Rear Derailleur – Because of the motor, the Di2 rear derailleur is heavier at 222 grams than the standard 7900 rear derailleur at 165 grams.  Like the front derailleur, the Di2 rear derailleur uses a worm drive and shifting is accomplished by slightly over shifting in either direction and then re-centering.

One concern with Di2 is that the $900 rear derailleur is a big deal to replace in the event of a crash.   Shimano engineers realized this and, should the bike crash and strike the rear derailleur, it disengages the worm drive and moves inbound towards the wheel to protect itself. When the system is put under load again, after a few shifts it resets. Should the crash be bad enough that the automatic alignment does not reset to your liking, you can use the system adjustment buttons on the fly to adjust the shifting.  This adjustment only takes seconds when practiced and it is actually easier than a standard cable adjustment.

Wiring Harnesses – The wires that connect the derailleurs to the shifters complete the system.  Currently, frame manufacturers are designing frames to accommodate two common routings for electronic harnessing – internal and external.   Internal wiring uses a special heat shrink tubing over the connections to make it waterproof and routes the cabling inside the actual frame tubing via connectors while the external system is waterproof by the snap connections at each unit.  Two wiring harnesses are required, an upper that connects the shifter to the adjuster and a lower that completes the circuit with the derailleurs and battery. The rear harness comes in three sizes and the installer will need to make a few measurements to assure the correct length.  In our experience, medium works well for most everything but the largest and smallest frames.  Wiring harnesses are also available in internal and externally routed designs.

The Battery – The battery can be charged anytime the rider wishes as there is no charge memory to reduce the length of battery life. Charging every 600 – 1000 miles at a life of around 300 charges will get you over five years of life.  The battery has a bracket that can be attached to the water bottle mounts and, in some cases this means the loss of a water bottle.   For this reason, some frame manufacturers are installing two screw mounts under the non-drive chain stay to cleanly attach the battery with an aftermarket short bracket.
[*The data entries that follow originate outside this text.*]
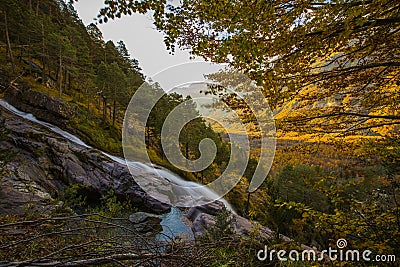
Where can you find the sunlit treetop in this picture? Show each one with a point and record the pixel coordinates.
(341, 48)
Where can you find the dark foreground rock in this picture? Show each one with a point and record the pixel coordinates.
(45, 163)
(204, 216)
(146, 222)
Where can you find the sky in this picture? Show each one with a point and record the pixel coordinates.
(143, 41)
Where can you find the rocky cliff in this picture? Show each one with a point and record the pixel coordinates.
(44, 163)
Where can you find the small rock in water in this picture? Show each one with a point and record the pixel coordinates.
(146, 222)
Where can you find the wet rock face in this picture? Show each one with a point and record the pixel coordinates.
(43, 106)
(204, 216)
(45, 163)
(146, 222)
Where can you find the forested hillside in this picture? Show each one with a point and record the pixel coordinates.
(329, 70)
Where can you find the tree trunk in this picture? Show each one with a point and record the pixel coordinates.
(187, 154)
(43, 55)
(8, 47)
(37, 8)
(88, 103)
(104, 109)
(114, 105)
(247, 206)
(60, 75)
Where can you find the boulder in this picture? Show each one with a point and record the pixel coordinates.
(146, 222)
(45, 163)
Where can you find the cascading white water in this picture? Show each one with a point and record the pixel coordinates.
(192, 188)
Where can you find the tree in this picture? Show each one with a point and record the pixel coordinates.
(309, 51)
(111, 80)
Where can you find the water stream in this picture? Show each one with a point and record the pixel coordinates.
(171, 222)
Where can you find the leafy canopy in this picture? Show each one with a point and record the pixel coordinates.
(341, 56)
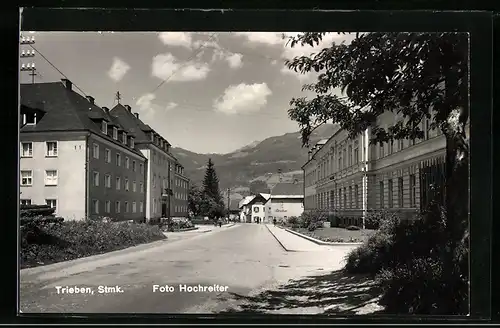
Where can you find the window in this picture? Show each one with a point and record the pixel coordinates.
(107, 156)
(95, 176)
(26, 178)
(400, 192)
(51, 177)
(350, 155)
(29, 118)
(107, 180)
(381, 192)
(52, 203)
(345, 198)
(26, 149)
(25, 201)
(413, 191)
(95, 206)
(356, 196)
(350, 196)
(390, 190)
(96, 151)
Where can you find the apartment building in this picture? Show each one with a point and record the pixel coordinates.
(181, 190)
(77, 158)
(162, 168)
(350, 177)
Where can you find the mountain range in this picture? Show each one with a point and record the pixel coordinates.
(260, 160)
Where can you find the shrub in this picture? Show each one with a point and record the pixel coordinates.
(62, 241)
(309, 219)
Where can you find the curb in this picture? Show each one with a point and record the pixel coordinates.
(320, 242)
(279, 241)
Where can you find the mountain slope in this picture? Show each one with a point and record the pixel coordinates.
(259, 160)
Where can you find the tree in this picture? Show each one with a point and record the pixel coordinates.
(258, 186)
(414, 75)
(214, 204)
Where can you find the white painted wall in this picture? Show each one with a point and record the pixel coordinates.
(70, 189)
(283, 208)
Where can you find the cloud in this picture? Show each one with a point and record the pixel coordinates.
(269, 38)
(166, 66)
(243, 98)
(235, 61)
(118, 69)
(171, 105)
(178, 39)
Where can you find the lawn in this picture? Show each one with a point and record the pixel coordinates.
(337, 234)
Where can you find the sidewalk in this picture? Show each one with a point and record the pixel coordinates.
(293, 243)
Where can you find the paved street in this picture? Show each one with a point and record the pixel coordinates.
(246, 258)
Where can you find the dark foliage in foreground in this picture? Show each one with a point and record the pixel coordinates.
(45, 242)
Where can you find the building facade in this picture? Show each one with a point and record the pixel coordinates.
(350, 177)
(76, 158)
(286, 200)
(181, 190)
(162, 170)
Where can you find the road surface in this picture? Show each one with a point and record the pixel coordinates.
(240, 260)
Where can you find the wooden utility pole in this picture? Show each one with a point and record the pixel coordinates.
(30, 67)
(228, 202)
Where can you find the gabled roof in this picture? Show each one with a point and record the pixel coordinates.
(130, 122)
(287, 189)
(245, 201)
(65, 110)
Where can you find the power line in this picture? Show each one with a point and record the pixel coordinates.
(57, 69)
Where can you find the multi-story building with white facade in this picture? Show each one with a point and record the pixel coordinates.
(286, 200)
(163, 198)
(76, 158)
(350, 177)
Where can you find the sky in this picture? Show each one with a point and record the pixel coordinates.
(207, 92)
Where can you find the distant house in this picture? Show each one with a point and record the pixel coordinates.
(286, 200)
(234, 209)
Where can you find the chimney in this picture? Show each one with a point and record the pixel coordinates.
(68, 84)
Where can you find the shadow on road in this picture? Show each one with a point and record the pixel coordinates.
(334, 293)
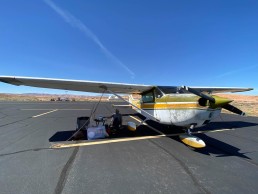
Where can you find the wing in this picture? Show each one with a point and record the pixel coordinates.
(76, 85)
(213, 90)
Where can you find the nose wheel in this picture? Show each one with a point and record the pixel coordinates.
(188, 130)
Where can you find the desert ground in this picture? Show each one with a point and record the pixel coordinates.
(247, 103)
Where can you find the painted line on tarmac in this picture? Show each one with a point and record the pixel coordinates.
(98, 142)
(56, 109)
(118, 140)
(156, 130)
(44, 113)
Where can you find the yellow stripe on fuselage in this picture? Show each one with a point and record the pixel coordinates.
(169, 106)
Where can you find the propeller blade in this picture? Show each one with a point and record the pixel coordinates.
(233, 109)
(198, 93)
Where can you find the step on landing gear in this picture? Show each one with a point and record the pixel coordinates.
(191, 140)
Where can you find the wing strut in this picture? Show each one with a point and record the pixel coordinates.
(143, 112)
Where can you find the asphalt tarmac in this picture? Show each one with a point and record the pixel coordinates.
(141, 162)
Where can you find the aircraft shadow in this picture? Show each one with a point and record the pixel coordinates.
(219, 148)
(213, 146)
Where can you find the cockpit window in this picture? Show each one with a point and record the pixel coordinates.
(172, 90)
(148, 97)
(157, 93)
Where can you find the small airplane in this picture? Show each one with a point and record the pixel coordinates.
(183, 106)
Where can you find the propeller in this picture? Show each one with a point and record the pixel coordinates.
(215, 101)
(233, 109)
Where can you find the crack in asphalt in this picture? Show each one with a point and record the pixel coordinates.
(65, 172)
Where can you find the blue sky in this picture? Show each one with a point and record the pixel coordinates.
(194, 43)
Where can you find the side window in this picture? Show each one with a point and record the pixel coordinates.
(148, 97)
(157, 93)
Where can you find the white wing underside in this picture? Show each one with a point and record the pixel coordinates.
(99, 87)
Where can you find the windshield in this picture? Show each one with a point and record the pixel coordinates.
(172, 90)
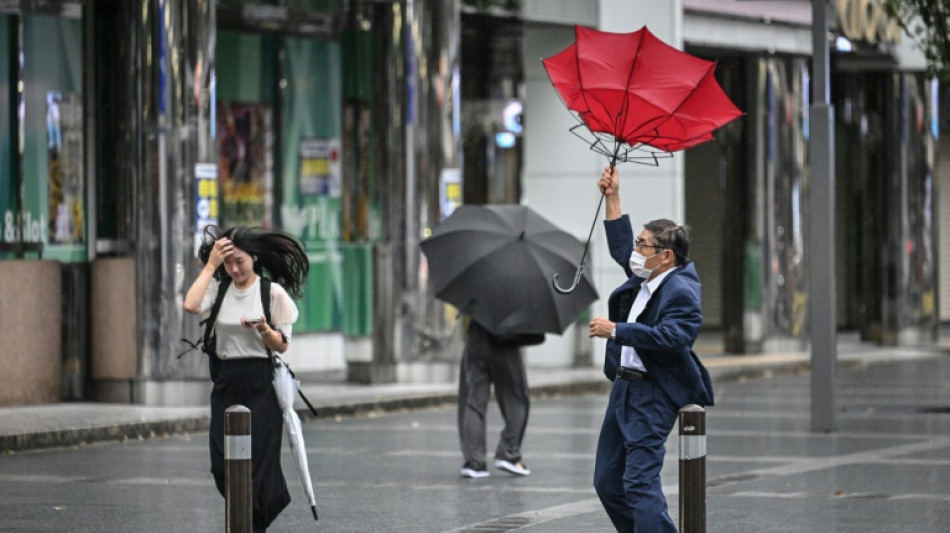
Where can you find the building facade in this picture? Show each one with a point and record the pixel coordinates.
(129, 126)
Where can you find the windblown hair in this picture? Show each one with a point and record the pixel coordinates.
(672, 236)
(275, 252)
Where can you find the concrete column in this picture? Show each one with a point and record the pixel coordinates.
(30, 309)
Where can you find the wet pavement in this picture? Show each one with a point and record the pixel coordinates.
(887, 468)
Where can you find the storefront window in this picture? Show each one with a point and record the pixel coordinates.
(53, 209)
(279, 155)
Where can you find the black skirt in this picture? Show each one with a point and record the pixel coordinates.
(248, 382)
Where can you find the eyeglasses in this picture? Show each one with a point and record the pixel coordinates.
(639, 244)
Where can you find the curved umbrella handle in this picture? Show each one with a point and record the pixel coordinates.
(577, 279)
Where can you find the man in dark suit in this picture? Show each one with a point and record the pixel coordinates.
(653, 320)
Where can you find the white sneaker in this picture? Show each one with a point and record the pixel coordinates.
(518, 469)
(474, 474)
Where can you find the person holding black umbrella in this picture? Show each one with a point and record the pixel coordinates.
(654, 318)
(488, 359)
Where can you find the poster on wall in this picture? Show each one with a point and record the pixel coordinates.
(450, 191)
(206, 199)
(64, 167)
(245, 163)
(320, 168)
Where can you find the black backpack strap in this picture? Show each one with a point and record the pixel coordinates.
(208, 322)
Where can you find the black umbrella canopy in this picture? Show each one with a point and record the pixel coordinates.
(495, 263)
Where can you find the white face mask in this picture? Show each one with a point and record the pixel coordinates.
(638, 265)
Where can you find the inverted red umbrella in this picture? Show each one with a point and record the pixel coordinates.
(636, 99)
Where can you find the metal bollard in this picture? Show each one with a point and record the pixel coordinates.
(237, 469)
(692, 420)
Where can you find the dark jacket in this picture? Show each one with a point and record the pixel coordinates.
(665, 331)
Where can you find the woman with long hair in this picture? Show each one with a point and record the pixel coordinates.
(234, 262)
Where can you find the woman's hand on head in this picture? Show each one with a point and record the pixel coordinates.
(222, 248)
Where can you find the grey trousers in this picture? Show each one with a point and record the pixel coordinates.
(483, 364)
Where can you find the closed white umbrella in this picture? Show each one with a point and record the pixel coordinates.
(286, 387)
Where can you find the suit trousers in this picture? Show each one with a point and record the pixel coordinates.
(483, 364)
(630, 452)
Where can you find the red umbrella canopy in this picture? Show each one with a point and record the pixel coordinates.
(633, 89)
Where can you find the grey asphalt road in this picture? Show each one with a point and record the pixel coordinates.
(886, 469)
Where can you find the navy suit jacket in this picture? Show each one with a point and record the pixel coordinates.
(665, 331)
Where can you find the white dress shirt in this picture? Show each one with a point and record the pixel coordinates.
(628, 355)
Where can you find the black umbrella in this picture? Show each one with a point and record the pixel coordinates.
(495, 262)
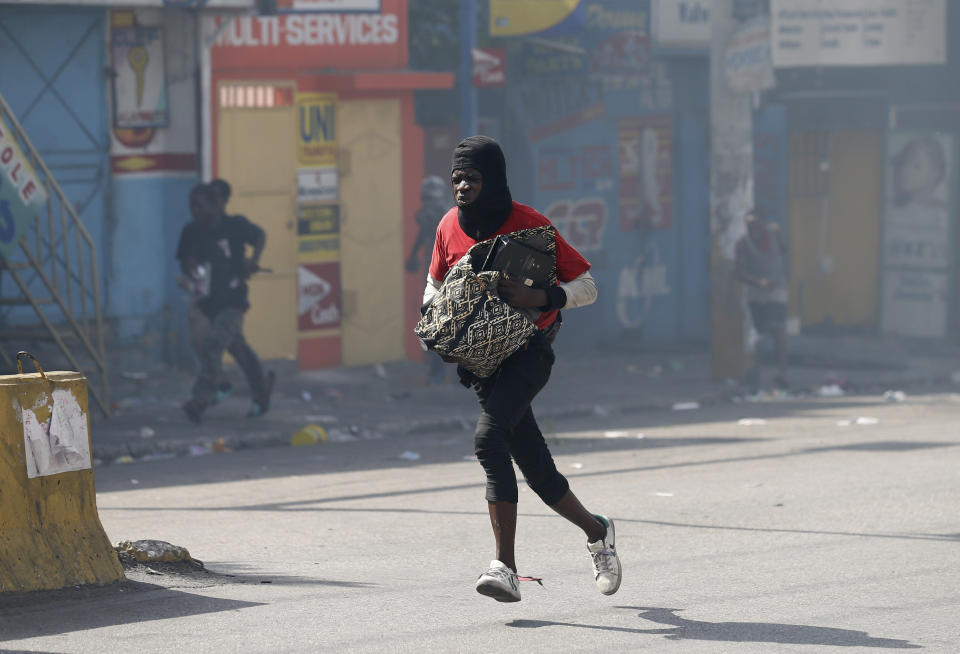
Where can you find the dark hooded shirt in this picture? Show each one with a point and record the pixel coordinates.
(484, 216)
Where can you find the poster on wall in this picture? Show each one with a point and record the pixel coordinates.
(646, 166)
(21, 193)
(863, 33)
(316, 130)
(139, 74)
(318, 233)
(317, 184)
(917, 232)
(318, 296)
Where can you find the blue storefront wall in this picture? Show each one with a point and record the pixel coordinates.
(52, 72)
(650, 261)
(52, 63)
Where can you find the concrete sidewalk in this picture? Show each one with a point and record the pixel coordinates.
(391, 400)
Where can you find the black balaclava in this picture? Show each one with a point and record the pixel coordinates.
(490, 210)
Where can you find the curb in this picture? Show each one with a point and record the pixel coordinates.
(138, 450)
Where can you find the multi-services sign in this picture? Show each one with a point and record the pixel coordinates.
(347, 40)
Di2 Concerns: When I talk to people about Di2 they bring up two primary concerns:

1)    Battery Failure – What happens should the battery fade while on a ride?  Shimano claims over 1,000 miles of use between charges and I charged my battery only four times this year.  Each charge takes only 90 minutes and I never saw the indicator light on the control unit tell me the battery was getting low and even if it did flash, I would have had time to finish out my ride with the system functioning fine regardless.   The batteries have proven highly reliable and I am not concerned about it at all any longer.

2)    Cost –  Di2 is not cheap.   But, what are you paying for?  The answer is simple –  purely the best shifting performance on the market.   You will never miss a shift again and you will shift in ways you never thought possible before.

Are there other potential downsides?

I can’t think of any.  I guess it could be argued that many shops still don’t have much experience with it and thus may not be able to service it as well as possible because they haven’t worked on it much.  If you are traveling with your bike you may want to see if there are shops in the area that can work on the system and have parts should an issue arise.

None of the Di2 systems that we’ve delivered have had to come back for derailleur adjustments;  once the derailleurs are set they will not come out of alignment.   With Di2, there are no cables to stretch, no cable housings to break down, split, or create drag and poor shifting.  Once you’ve ridden this system, crested a hill, jumped out of a pack, bridged a gap, or simply enjoyed an afternoon or weekend ride you will realize that it is not gimmicky and was worth the investment.

Di2 will quite simply, change the way you ride.  Yes, I like it and I don’t hesitate to recommend it.